II. A N. county of Virginia, bounded N. E. and W. by West Virginia; area, 378 sq. m.; pop. in 1870, 10,590, of whom 2,733 were colored. It occupies part of the great valley of Virginia, is highly productive, and abounds in fine mountain scenery. Two or three small affluents of the Potomac supply it with good water power. The Winchester, Potomac, and Strasburg railroad passes through the county. The chief productions in 1870 were 239,098 bushels of wheat, 182,672 of Indian corn, 76,743 of oats, 22,661 of potatoes, 8,725 tons of hay, 230,178 lbs. of butter, and 26,928 of wool. There were 3,990 horses, 3,405 milch cows, 4,122 other cattle, 6,641 sheep, and 0,702 swine; 7 manufactories of carriages and wagons, 3 of gloves, 2 of stoves, etc, 1 of ground sumach, 7 of woollen goods, and 19 flour mills. Capital, Winchester.
Frederick, a city and the capital of Frederick co., Maryland, situated on Carroll's creek, 2 m. from its mouth in Monocacy river, about 40 m.

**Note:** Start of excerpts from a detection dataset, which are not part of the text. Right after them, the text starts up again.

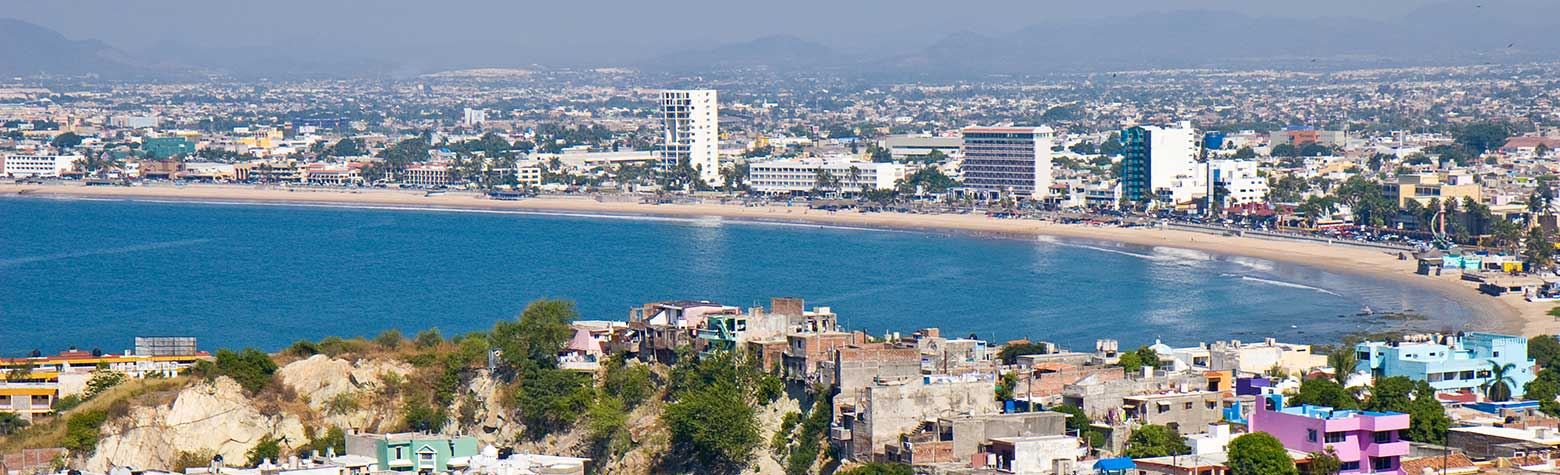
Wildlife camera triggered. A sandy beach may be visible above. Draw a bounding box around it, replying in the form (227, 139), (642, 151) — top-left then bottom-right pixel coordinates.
(9, 183), (1560, 336)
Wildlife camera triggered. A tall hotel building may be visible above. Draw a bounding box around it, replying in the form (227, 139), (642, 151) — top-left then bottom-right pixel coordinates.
(959, 125), (1055, 200)
(658, 91), (721, 184)
(1122, 122), (1198, 203)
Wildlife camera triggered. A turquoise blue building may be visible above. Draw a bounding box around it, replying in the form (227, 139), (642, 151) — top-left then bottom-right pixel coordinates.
(1354, 333), (1537, 397)
(346, 433), (477, 473)
(140, 138), (195, 159)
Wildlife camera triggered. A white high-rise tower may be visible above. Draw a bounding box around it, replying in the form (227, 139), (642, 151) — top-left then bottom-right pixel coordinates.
(660, 89), (721, 186)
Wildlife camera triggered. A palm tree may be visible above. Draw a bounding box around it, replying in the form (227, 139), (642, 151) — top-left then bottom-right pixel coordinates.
(813, 167), (839, 195)
(1484, 359), (1516, 403)
(1328, 344), (1359, 388)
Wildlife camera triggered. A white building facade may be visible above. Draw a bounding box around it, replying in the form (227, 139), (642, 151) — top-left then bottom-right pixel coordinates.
(747, 156), (906, 194)
(1203, 159), (1268, 208)
(658, 89), (721, 183)
(959, 125), (1056, 200)
(0, 155), (81, 178)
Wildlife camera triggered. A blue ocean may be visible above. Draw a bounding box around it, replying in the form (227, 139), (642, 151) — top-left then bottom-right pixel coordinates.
(0, 197), (1487, 356)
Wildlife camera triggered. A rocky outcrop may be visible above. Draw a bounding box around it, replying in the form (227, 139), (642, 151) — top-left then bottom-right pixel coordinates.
(276, 355), (412, 430)
(86, 378), (307, 473)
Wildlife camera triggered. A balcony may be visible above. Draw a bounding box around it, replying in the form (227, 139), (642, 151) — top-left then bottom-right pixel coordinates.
(1360, 441), (1409, 458)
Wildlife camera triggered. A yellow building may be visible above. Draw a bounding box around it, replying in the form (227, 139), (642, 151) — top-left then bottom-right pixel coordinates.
(1382, 172), (1480, 206)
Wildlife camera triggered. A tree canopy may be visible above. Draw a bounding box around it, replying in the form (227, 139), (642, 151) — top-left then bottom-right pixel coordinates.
(1122, 423), (1192, 458)
(1363, 377), (1451, 444)
(1226, 433), (1299, 475)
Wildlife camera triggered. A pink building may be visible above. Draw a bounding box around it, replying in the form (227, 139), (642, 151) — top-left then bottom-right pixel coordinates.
(1251, 395), (1409, 473)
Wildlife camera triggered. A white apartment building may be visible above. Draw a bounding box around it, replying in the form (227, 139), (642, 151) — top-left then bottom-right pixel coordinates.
(959, 125), (1056, 200)
(515, 163), (541, 188)
(0, 155), (81, 178)
(658, 89), (721, 183)
(460, 108), (487, 127)
(747, 156), (906, 194)
(1203, 159), (1268, 208)
(396, 164), (449, 186)
(1122, 122), (1206, 203)
(878, 136), (964, 161)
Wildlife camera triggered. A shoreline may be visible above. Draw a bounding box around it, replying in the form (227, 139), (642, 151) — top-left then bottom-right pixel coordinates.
(0, 183), (1560, 336)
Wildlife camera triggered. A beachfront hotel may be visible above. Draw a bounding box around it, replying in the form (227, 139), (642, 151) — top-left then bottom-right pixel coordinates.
(1251, 394), (1409, 473)
(1354, 333), (1537, 397)
(0, 153), (81, 178)
(959, 125), (1056, 200)
(657, 89), (721, 183)
(747, 156), (906, 194)
(1122, 122), (1198, 203)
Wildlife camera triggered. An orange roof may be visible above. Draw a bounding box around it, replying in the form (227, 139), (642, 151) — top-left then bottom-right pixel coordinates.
(0, 388), (59, 395)
(1399, 453), (1479, 473)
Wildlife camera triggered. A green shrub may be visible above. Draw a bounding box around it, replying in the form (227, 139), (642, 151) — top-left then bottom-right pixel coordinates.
(215, 348), (276, 394)
(413, 328), (445, 350)
(86, 370), (125, 398)
(835, 463), (914, 475)
(0, 413), (28, 436)
(324, 391), (360, 416)
(515, 367), (596, 438)
(602, 356), (655, 409)
(59, 409), (108, 456)
(243, 434), (282, 467)
(50, 394), (86, 413)
(296, 427), (346, 458)
(402, 402), (449, 433)
(315, 336), (368, 358)
(374, 328), (406, 350)
(282, 339), (320, 358)
(168, 448), (217, 473)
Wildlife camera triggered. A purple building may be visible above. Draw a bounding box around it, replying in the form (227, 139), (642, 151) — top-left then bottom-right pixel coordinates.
(1251, 395), (1409, 473)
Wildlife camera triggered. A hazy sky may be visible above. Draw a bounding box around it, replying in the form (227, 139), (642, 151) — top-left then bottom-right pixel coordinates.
(0, 0), (1498, 66)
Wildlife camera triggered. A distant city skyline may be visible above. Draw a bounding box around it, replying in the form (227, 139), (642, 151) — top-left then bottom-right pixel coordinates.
(5, 0), (1557, 72)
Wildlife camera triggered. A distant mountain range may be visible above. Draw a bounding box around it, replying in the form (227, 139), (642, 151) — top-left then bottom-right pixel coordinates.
(9, 0), (1560, 78)
(0, 19), (144, 77)
(641, 0), (1560, 77)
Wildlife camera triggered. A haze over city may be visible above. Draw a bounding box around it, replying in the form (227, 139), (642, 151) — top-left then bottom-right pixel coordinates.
(9, 0), (1560, 77)
(0, 0), (1560, 475)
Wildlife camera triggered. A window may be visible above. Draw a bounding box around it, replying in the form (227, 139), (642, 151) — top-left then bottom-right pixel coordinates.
(1370, 456), (1393, 472)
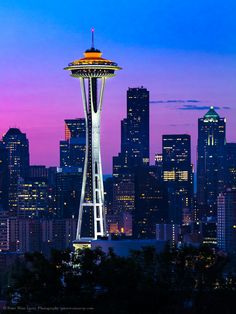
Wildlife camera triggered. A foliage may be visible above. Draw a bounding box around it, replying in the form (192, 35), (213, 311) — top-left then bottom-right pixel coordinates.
(3, 246), (236, 314)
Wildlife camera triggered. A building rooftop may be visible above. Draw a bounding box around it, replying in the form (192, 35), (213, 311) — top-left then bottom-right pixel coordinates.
(204, 106), (220, 119)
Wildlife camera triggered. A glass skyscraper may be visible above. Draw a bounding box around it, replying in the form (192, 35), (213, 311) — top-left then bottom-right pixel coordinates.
(197, 107), (226, 217)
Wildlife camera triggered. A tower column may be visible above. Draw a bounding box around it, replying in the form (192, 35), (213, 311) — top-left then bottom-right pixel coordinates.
(76, 77), (106, 240)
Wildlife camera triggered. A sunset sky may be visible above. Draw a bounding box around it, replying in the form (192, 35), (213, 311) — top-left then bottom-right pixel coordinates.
(0, 0), (236, 173)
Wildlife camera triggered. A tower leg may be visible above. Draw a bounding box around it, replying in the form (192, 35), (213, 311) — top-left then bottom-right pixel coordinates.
(76, 78), (106, 240)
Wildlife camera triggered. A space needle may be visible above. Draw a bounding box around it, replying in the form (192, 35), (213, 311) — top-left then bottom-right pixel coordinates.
(65, 29), (121, 248)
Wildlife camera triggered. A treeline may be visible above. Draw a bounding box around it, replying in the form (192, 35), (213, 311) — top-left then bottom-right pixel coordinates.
(1, 246), (236, 314)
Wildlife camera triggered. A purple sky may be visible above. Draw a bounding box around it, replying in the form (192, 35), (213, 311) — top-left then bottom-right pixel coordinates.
(0, 0), (236, 173)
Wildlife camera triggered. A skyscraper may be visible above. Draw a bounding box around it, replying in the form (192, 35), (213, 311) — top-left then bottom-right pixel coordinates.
(65, 118), (86, 141)
(0, 141), (8, 211)
(65, 31), (120, 241)
(113, 87), (149, 236)
(162, 134), (193, 224)
(121, 87), (149, 166)
(217, 189), (236, 253)
(133, 166), (168, 239)
(60, 118), (86, 169)
(225, 143), (236, 190)
(197, 107), (226, 217)
(3, 128), (29, 215)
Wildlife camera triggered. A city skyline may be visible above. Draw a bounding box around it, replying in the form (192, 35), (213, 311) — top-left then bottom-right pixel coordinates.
(0, 1), (236, 173)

W. by N. of Baltimore; pop. in 1850, 6,028; in 1800, 8,143; in 1870, 8,520, of whom 1,822 were colored. It is a well built city, with wide regular streets, lined with houses of brick or stone. A branch railroad 3 m. long connects it with the Baltimore and Ohio railroad. It has an extensive trade, and important manufactures of iron, wool, paper, flour, leather, etc. There are four national banks, with an aggregate capital of $575.000; a savings bank, with $217,231 capital; three weekly newspapers, and 10 or 12 churches. The city is the seat of several important educational and religious institutions. Frederick college, established by the state in 1797, in 1872 had 3 professors, 109 students, and a library of 2,300 volumes. Frederick female seminary, established in 1842, had 8 instructors, 81 students, and a library of 1,000 volumes. The convent of the Visitation nuns has an academy and a library of 1,000 volumes, and the house for novices of the society of Jesus 1,100 volumes.
A state institution for the education of the deaf and dumb was organized here in 1807, which in 1872 had 9 instructors, 97 pupils, and a library of 2,000 volumes.